I have to write a Dictionary program as a semester project for an undergraduate course on Data Structures and Algorithms, and I am expected to find the most suitable solution (Data Structure) to the problem.
I considered using either a hash table or a trie. I have been suggested to use treaps by someone but have not been able to look into them yet.
My database has about 100k distinct words and their meanings. The basic functionalities the program is expected to provide are insert, update, remove and search a word/definition. If I manage to squeeze in auto-completion and spell correction, that'd be an added bonus.
So, my question is, keeping in mind my requirements, which data structure would be best suited for my purposes. When I say 'best', I am asking for the data structure which has best runtime complexity and low cost (memory requirements).
Also, I wanted to be able to have an algorithm which returned all words starting with the given prefix. For example, say I make a function call dictionary.getWordsStartingWith("fic")
it should return a list of all words that start with fic
such as fiction
, fictitious
,fickle
etc. I know I can do this if I implement my dictionary as a trie, I could do this, but is this possible to do it with a hash table?

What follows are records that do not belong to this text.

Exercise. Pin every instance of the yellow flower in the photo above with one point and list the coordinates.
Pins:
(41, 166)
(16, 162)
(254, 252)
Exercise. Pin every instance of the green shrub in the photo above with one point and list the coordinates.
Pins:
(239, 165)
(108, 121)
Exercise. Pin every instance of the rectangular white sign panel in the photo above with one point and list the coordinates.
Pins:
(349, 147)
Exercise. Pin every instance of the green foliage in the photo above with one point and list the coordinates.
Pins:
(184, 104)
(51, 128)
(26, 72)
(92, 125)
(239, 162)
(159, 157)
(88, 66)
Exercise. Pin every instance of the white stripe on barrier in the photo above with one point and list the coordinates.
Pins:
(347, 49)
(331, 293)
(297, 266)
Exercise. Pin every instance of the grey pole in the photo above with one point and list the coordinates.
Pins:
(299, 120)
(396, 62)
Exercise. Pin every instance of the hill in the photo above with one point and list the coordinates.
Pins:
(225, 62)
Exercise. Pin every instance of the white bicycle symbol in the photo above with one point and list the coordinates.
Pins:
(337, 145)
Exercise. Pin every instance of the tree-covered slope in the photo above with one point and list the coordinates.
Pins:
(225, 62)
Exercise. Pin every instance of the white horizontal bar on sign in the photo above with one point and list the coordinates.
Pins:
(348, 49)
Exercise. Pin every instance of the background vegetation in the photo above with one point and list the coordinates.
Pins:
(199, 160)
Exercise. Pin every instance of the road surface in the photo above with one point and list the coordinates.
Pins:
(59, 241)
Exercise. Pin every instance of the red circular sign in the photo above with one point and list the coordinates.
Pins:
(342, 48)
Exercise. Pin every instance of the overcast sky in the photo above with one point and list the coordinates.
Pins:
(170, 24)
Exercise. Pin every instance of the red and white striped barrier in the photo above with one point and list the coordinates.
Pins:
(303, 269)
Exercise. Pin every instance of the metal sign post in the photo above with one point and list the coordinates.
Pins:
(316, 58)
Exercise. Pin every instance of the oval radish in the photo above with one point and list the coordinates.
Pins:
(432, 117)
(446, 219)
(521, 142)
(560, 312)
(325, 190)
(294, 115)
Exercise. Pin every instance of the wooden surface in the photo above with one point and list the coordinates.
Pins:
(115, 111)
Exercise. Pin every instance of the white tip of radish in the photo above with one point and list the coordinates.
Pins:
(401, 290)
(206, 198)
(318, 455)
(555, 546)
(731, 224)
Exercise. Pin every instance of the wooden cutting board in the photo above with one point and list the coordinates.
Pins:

You almost certainly want a trie if you want to do auto completion/prefix matching. Hash tables don't really make this possible; in fact good hash functions are designed such that even very similar keys (e.g. same prefix) map to completely different parts of the array. For hashing purposes this is considered a feature.
Treaps are basically binary search trees that use stochasticity + heap property to do their balancing. In general the interface is the standard BST tree interface; so it's really just an implementation detail that only leads to moderately different properties than a red black tree or an AVL tree.
BST's aren't nearly as suited to the problems that you seem to be looking to solve as a trie. BST's tend to be all about following inequalities downwards, whereas trie's are about following equalities downward. When you're dealing with numeric data, inequality comparisons are everything because equality is very rare (since the space of possibilities is huge). With strings, each character has very few possibilities so it makes more sense to exploit equalities, leading to optimizations like not actually storing keys at most nodes.
In summary, I'd recommending proceeding with tries. They're very heavily used for exactly this sort of thing, and you can find a ton of resources on optimizing them (especially for space) since they're particularly used for text input on mobile where space/cycles are at a premium. It's also a very interesting data structure to learn IMHO, compared to BST's which you a) probably learned about heavily in freshman data structures, and b) Isn't really that interesting of a data structure; everything other than the balancing scheme is trivial and the balancing schemes are more tedious than anything else (RB trees have something like 7 truly distinct cases for balancing or something like that, pretty hard to code a RB tree and get them all exactly right).